A flashback took him to the day of her birth. Mixed feelings of fear and worry; he didn’t care if it was a boy or a girl, but wanted both the baby and the mother to be healthy. But his daughter wasn’t. The doctors said she was born with Down Syndrome, causing a delay in her mental and speech development. He was speechless, overwhelmed by the shock. Why his daughter? From all the newborn babies in the hospital, his daughter was the one. He took her in his arms but couldn’t understand it. She looked perfectly healthy and beautiful. He named her Farhah, hoping her name would bring her back they joy that life had already taken from her. Above all, she had been his first baby, one that he had been longing to meet; she brought his injured heart joy and comfort. He whispered in her ears with affection and love: “Welcome, Farhah.”

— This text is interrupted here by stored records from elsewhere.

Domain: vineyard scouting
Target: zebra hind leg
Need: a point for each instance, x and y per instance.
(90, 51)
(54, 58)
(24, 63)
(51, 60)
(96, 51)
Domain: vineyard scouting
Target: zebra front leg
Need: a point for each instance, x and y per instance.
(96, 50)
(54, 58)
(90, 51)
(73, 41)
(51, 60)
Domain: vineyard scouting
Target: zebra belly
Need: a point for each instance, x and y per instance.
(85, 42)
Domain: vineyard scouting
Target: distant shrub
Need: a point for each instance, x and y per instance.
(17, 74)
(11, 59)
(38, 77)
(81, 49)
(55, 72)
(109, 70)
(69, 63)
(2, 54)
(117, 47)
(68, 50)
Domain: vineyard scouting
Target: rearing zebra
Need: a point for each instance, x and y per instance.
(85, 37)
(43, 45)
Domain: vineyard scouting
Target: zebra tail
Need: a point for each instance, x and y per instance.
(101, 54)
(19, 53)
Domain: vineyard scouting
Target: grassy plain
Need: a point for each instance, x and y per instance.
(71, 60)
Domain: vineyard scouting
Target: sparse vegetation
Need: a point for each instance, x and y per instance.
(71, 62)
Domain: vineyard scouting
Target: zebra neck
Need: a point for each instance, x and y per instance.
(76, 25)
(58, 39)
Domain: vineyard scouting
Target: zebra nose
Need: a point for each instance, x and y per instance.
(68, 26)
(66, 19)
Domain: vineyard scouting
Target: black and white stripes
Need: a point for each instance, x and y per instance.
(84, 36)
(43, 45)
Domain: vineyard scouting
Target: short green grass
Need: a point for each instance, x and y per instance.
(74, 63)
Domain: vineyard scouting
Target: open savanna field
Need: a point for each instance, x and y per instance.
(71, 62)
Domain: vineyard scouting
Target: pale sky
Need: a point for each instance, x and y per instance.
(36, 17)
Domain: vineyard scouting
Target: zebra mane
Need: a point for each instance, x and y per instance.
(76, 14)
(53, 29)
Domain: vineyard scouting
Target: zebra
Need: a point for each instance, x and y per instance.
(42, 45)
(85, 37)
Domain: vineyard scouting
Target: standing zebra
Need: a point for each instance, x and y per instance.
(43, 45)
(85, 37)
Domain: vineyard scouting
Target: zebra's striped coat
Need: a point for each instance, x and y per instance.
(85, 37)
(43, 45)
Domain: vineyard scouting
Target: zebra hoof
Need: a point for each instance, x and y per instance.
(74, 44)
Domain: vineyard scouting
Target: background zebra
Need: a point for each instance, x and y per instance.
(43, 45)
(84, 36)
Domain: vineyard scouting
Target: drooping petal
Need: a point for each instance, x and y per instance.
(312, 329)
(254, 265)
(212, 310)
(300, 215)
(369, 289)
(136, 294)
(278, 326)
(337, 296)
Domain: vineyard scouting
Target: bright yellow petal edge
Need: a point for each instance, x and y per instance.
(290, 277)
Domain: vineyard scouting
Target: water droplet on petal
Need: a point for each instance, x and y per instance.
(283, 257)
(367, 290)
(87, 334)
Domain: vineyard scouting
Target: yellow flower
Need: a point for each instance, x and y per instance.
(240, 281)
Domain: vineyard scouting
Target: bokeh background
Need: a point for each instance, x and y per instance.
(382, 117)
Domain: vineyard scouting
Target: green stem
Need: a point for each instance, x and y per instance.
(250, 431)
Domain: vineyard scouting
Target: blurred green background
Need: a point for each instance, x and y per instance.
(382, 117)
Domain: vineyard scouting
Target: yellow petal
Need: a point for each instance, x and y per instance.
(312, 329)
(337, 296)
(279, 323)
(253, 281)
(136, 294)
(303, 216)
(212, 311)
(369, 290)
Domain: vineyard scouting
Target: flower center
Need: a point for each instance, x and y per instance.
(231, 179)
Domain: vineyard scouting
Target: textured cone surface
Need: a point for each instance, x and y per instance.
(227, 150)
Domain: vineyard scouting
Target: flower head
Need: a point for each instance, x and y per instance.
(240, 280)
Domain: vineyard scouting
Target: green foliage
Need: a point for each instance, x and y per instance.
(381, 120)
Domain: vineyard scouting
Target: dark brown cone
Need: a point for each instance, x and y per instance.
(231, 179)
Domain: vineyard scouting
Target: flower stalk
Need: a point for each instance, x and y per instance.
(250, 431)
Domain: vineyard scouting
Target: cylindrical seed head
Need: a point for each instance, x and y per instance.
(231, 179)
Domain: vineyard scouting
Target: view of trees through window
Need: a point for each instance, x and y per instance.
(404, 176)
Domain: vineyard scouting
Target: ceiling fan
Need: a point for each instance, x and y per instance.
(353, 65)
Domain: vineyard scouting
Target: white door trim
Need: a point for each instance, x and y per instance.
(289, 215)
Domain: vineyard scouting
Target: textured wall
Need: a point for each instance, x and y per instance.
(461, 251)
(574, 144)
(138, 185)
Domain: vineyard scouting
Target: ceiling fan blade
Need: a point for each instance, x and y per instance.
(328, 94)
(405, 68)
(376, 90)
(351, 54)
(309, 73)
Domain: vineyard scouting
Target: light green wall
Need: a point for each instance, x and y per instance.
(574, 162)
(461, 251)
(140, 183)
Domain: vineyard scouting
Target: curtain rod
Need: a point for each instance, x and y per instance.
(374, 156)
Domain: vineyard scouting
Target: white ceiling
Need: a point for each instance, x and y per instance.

Ten years have passed and Farhah is becoming more beautiful and joyful every day. Her parents had been worried about her future, but not since she joined the Care and Rehabilitation Center for People with Special Needs where she was engaged with her peers. He took her on his lap and she started telling him about her day in school with great excitement.

Oman was the first at the Gulf level in the children’s rights Index, which was published by the International Children Rights Foundation “KidsRights”. It guarantees all childhood rights including health and education.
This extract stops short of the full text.